Could the Supreme Court reverse itself on Trump’s immunity?

Could the Supreme Court reverse itself on Trump’s immunity?

“If Trump truly goes off the rails, can the Supreme Court reverse itself (on its own initiative) as to presidential immunity? If so, can it be retroactive?”

— Scott in Seattle

Hi Scott,

In a word: No.

The general answer to whether the justices “can” do something is: “If a majority of them want to.” But they’re supposed to decide cases based on live disputes between parties. So, the court overturns past precedents with new appeals. Take, for example, the Dobbs case in which the court overturned Roe v. Wade in 2022. The majority didn’t reverse Roe the day that Justice Amy Coney Barrett joined the court in 2020; it needed a case, and that case was Dobbs.

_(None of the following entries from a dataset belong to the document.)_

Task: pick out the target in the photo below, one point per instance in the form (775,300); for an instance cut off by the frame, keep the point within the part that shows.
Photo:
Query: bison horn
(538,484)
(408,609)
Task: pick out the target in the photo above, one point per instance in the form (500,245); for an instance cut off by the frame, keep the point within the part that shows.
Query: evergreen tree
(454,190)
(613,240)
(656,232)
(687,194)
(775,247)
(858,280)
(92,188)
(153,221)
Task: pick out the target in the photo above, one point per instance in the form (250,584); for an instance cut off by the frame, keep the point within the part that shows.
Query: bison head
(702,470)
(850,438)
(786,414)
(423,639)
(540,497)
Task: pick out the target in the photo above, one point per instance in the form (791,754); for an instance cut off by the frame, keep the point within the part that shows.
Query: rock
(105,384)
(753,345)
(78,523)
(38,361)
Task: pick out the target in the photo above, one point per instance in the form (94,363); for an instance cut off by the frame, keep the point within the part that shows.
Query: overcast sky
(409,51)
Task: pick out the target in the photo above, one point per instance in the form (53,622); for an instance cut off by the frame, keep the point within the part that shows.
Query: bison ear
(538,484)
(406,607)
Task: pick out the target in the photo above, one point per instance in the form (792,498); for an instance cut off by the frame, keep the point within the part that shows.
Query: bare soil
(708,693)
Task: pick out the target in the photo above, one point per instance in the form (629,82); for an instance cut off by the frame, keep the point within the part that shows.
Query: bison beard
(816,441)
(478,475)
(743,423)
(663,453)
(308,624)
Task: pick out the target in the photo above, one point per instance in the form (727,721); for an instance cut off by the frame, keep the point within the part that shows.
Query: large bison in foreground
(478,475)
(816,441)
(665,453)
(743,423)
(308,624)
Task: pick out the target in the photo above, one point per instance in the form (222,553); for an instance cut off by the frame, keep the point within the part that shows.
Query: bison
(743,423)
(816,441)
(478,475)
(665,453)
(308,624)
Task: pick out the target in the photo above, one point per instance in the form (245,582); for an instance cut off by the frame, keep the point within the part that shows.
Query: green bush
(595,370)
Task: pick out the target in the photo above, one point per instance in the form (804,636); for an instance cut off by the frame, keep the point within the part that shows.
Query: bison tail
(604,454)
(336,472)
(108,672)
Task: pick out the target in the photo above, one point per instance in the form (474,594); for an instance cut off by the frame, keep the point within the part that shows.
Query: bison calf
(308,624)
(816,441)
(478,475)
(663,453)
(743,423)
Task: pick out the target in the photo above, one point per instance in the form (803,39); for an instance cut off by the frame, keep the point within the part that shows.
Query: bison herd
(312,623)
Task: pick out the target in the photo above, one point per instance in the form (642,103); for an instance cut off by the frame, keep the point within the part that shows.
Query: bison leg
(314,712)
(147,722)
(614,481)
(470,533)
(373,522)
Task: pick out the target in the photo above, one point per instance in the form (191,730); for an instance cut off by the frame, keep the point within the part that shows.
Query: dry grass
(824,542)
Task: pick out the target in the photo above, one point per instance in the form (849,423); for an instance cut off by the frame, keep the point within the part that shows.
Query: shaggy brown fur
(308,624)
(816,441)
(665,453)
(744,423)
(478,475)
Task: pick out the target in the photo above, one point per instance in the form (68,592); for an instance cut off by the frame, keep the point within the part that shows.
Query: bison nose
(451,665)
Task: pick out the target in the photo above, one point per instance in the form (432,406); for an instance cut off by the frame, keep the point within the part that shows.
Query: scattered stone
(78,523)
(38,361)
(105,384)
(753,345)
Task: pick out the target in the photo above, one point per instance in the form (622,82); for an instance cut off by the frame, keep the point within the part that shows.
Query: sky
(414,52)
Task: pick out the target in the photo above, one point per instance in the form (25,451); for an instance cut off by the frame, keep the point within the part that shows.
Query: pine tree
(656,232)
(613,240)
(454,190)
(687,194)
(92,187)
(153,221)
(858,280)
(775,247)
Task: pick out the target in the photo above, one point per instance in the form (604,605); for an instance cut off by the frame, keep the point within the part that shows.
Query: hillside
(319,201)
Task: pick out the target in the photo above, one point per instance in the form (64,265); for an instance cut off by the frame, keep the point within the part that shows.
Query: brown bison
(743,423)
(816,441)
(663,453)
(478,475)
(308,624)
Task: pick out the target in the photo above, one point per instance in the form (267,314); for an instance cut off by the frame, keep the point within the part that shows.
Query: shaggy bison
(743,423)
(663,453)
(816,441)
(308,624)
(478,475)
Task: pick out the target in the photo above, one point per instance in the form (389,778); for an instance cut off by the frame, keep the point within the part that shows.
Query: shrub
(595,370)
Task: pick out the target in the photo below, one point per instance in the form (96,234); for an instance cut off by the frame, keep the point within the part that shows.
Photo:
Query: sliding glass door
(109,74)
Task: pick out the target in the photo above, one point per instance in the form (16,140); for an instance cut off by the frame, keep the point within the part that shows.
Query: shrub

When it comes to potentially overturning Trump v. United States, it’s unclear what new appeal would present the issue anytime soon. It’s true that the president is challenging his New York state hush money conviction while citing the immunity ruling to support an appeal that could eventually reach the justices. But the issue there would likely be about the immunity ruling’s scope, not whether the ruling itself should stand.

More to the point, I don’t think the Roberts Court would change its mind on immunity after just handing down the decision last year. It’s not like the president was an unknown figure to the justices when a majority of them sided with him. Indeed, the case in which they bestowed that broad legal protection stemmed from Donald Trump’s allegedly criminal bid to thwart the 2020 election, backed by his supporters’ violence. (He pleaded not guilty before the government moved to dismiss the case after he won the 2024 election due to the Justice Department’s policy against prosecuting sitting presidents.)

The retroactivity question is doubly hypothetical because such a reversal is unlikely to happen anytime soon. But due to constitutional principles against retroactively outlawing conduct, I don’t think such a hypothetical reversal of the immunity ruling would make Trump retroactively eligible for any prosecution that the ruling presently bars. However unpersuasive the new immunity precedent is, it wouldn’t be fair for the court to say that someone can’t be prosecuted for something and then turn around and say: “Actually, they can.”

While the president doesn’t have much use for other people’s rights in his revenge-themed second term, the law has protected and will continue to protect him.